TAK uses a modular architecture with dependency injection. The core application logic is platform-agnostic, while platform-specific backends (audio recording, transcription, text injection) are plugged in at startup.

graph TD
    subgraph "tak/__main__.py (Entry Point)"
        EP[Platform Detection] --> |Linux| LINUX[platforms.linux]
        EP --> |macOS| MACOS[platforms.macos]
    end

    subgraph "tak/core/app.py (Shared Core)"
        APP[TakApp]
        BASE_REC[BaseAudioRecorder]
        BASE_TR[BaseTranscriber]
        PARSE[parse_args]
    end

    subgraph "tak/backend/linux.py"
        LREC[LinuxAudioRecorder<br/>PipeWire / ALSA]
        LTR[LinuxTranscriber<br/>faster-whisper + CUDA]
        LTI[type_text<br/>xdotool / xclip]
    end

    subgraph "tak/backend/macos.py"
        MREC[MacAudioRecorder<br/>Core Audio]
        MTR[MacTranscriber<br/>mlx-whisper + Metal]
        MTI[type_text<br/>AppleScript / pbcopy]
    end

    LINUX --> |injects backends| APP
    MACOS --> |injects backends| APP
    LREC --> |extends| BASE_REC
    LTR --> |extends| BASE_TR
    MREC --> |extends| BASE_REC
    MTR --> |extends| BASE_TR
    APP --> |uses| LREC
    APP --> |uses| LTR
    APP --> |uses| LTI
    APP --> |uses| MREC
    APP --> |uses| MTR
    APP --> |uses| MTI

For detailed architecture diagrams (class diagrams, sequence diagrams, state machines, threading model, audio pipeline, and more), see docs/architecture.md.

Project structure

tak/                                # Project root
├── run.sh                          # Cross-platform launcher
├── requirements-linux.txt          # Linux Python dependencies
├── requirements-macos.txt          # macOS Python dependencies
├── TAK.spec                        # PyInstaller spec for macOS .app bundle
├── setup_app.py                    # .app bundle build script
├── resources/
│   └── tak.icns                    # macOS app icon
├── README.md                       # This file
├── CONTRIBUTING.md                 # Git Flow and contributor guide
├── CLAUDE.md                       # Instructions for Claude Code
├── LICENSE
├── docs/
│   ├── architecture.md             # Detailed architecture diagrams
│   ├── platform-architecture.md    # Cross-platform stack comparison
│   ├── macos-implementation-plan.md # macOS implementation spec (completed)
│   └── donations.md                # Donation methods and wallet addresses
├── tak/                            # Python package
│   ├── __init__.py                 # Package marker
│   ├── __main__.py                 # CLI entry point (platform detection, backend wiring)
│   ├── core/
│   │   ├── app.py                  # Shared core (TakApp, base classes, CLI, constants)
│   │   ├── config.py               # TakConfig dataclass (platform-agnostic settings)
│   │   └── models.py               # Shared model metadata (MLX repo IDs)
│   ├── backend/
│   │   ├── linux.py                # Linux backend (faster-whisper, PipeWire/ALSA, xdotool)
│   │   └── macos.py                # macOS backend (mlx-whisper, Core Audio, AppleScript)
│   └── ui/
│       └── macos/
│           ├── design.py           # macOS design system (colors, fonts, card views)
│           ├── gui_main.py         # GUI entry point for macOS .app bundle
│           ├── overlay.py          # Floating recording/transcribing pill overlay
│           ├── menubar.py          # macOS menu bar status item and dropdown
│           ├── settings.py         # Preferences window (NSUserDefaults persistence)
│           └── splash.py           # Model download splash screen
└── .gitignore

Troubleshooting

Linux: Text doesn't appear in some apps

Some applications don't accept simulated keystrokes from xdotool.
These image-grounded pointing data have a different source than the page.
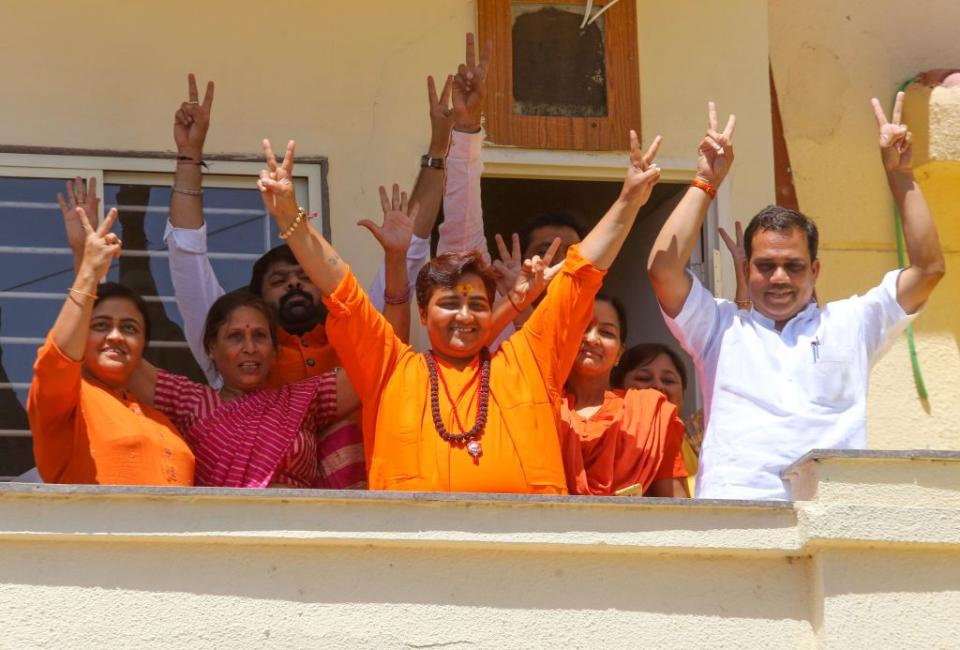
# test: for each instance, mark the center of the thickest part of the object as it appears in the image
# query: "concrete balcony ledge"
(868, 555)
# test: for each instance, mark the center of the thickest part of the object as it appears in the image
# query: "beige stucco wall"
(346, 80)
(868, 557)
(829, 58)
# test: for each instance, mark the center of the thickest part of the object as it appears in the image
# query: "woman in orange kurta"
(456, 418)
(625, 441)
(87, 426)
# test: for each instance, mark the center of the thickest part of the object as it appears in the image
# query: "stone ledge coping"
(817, 455)
(375, 496)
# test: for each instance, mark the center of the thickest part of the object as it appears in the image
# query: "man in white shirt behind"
(785, 376)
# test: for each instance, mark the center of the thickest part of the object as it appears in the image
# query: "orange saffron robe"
(301, 357)
(634, 439)
(87, 433)
(521, 445)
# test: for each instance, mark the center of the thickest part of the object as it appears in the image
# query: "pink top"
(280, 437)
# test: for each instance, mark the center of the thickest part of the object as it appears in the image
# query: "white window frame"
(149, 168)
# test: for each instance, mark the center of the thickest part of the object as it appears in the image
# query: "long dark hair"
(226, 304)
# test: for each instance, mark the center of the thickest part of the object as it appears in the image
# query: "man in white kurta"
(781, 375)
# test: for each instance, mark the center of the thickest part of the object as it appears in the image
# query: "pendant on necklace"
(475, 450)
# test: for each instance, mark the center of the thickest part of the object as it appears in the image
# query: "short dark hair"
(641, 355)
(109, 290)
(446, 270)
(226, 304)
(555, 219)
(773, 217)
(617, 307)
(262, 265)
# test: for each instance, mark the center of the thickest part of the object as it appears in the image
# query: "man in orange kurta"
(521, 449)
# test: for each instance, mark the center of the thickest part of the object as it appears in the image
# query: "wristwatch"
(429, 161)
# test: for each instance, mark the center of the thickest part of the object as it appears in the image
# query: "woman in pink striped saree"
(244, 436)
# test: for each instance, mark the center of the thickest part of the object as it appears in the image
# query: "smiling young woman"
(88, 427)
(457, 418)
(617, 440)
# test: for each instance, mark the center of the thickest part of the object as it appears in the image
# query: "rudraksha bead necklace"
(469, 438)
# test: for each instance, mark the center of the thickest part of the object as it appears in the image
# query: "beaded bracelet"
(705, 186)
(286, 232)
(82, 293)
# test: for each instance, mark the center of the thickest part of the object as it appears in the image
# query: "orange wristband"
(705, 186)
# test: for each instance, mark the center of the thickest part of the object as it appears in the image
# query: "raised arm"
(739, 254)
(673, 246)
(927, 267)
(195, 284)
(316, 255)
(427, 194)
(428, 189)
(79, 196)
(190, 126)
(101, 246)
(462, 227)
(394, 235)
(603, 242)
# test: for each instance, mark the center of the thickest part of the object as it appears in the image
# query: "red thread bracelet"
(705, 186)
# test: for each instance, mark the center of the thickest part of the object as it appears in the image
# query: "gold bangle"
(286, 232)
(82, 293)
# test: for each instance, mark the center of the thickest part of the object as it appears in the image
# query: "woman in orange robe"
(457, 418)
(658, 366)
(617, 441)
(87, 425)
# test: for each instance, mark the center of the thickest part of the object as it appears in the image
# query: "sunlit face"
(115, 341)
(660, 374)
(600, 348)
(542, 237)
(458, 320)
(296, 299)
(780, 275)
(243, 350)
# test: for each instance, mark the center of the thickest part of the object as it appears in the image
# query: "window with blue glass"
(36, 269)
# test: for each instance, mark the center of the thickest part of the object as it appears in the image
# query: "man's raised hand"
(192, 120)
(441, 116)
(715, 153)
(397, 229)
(895, 138)
(470, 87)
(642, 173)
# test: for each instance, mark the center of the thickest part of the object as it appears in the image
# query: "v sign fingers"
(552, 251)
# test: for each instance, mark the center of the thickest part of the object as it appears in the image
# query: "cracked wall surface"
(829, 57)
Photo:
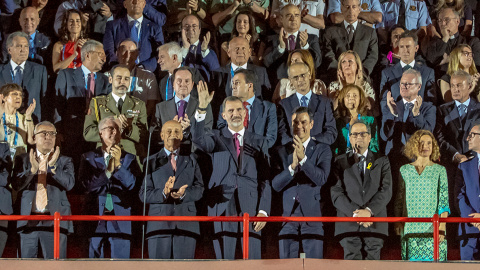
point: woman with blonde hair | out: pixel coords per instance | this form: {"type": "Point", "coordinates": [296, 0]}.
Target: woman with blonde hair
{"type": "Point", "coordinates": [284, 88]}
{"type": "Point", "coordinates": [460, 58]}
{"type": "Point", "coordinates": [423, 192]}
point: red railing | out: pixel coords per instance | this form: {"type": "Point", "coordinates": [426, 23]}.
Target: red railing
{"type": "Point", "coordinates": [245, 219]}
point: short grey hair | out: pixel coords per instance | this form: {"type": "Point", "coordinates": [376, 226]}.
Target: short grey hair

Use clipboard mode instead:

./run.sh --clipboard

Linux: Permission denied / key not detected

pynput needs access to /dev/input. Make sure your user is in the input group:

sudo usermod -aG input $USER
# Log out and back in

No audio input

List available audio devices:

conda activate tak && python -m sounddevice

Then specify the device index:

./run.sh --device <index>

macOS: Accessibility permission not granted

TAK needs Accessibility permission for pynput to detect global key events. Go to:

System Settings → Privacy & Security → Accessibility

Add your terminal app (Terminal.app, iTerm2, etc.) to the list.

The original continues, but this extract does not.